The famous story of how she sent one of her male protection officers out to buy her tampons was not apocryphal, and her indifference to the deep offence she caused religious people by swearing and blaspheming was appalling. There is plain-speaking and there is downright rudeness.
Sixties amorality infused Mo's attitude to the participants in the peace process too. It was understandable that she found nationalists more fun than unionists, but not that she was so happy in the company of ex-terrorists of all persuasions.
A Secretary of State who calls Martin McGuinness "Babe" has a pretty dodgy moral compass.
Mo was to earn great cachet among the unthinking for her courage in visiting Johnny Adair and other loyalist prisoners to ask them to back the peace process. It wasn't courage: it was stupidity and amorality. It gave these scumbags a sense of their own importance and invulnerability that equalled that of their republican counterparts.

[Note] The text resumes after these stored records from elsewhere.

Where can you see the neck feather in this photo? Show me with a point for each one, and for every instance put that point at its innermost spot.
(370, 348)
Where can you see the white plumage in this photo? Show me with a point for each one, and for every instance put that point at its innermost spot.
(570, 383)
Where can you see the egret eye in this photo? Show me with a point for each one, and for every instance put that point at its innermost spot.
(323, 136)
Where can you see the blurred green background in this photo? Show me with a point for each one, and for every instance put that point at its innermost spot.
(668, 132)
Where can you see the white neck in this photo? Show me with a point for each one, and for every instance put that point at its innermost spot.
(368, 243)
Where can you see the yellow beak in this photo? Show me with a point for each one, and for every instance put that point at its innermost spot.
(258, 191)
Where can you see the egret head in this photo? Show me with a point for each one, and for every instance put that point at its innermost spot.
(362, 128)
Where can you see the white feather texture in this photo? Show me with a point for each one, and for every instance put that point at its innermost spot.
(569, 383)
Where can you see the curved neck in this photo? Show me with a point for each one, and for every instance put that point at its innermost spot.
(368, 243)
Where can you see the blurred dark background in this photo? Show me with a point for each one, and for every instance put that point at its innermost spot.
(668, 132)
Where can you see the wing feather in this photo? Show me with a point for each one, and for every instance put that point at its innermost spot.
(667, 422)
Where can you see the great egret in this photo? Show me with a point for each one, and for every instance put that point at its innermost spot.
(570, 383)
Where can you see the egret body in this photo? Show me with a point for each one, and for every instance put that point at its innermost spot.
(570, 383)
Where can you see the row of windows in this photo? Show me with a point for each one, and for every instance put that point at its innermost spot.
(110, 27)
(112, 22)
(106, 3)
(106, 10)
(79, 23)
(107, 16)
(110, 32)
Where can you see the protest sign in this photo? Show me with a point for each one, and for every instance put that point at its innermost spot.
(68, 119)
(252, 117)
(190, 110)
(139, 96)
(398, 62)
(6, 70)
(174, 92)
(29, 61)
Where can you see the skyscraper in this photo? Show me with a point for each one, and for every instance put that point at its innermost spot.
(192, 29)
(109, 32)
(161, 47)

Mo sent out a similarly disastrous message when she ruled that the IRA ceasefire held as long as it ceased "military operations", thus giving them and their loyalist equivalents carte blanche to continue merrily with murder and mutilation - what a civil servant described as "internal housekeeping".
Although Mo was extremely popular and got great public credit for the Good Friday Agreement, she was by then well marginalised. Her alienation of unionists, her intellectual muddle-headedness and her inadequate grasp of detail had led to Downing Street taking over serious negotiations.
Preposterously, she wanted to be Foreign Secretary, but she was shunted off into a non-job and left the House of Commons in 2001. Her dull, self-serving autobiography did her no favours: it was ludicrous to attribute her fall to Blair's jealousy.
Mo Mowlam's was yet another political career that ended in failure. But she was a woman of inspirational personal courage and resolve. That is how she should be remembered.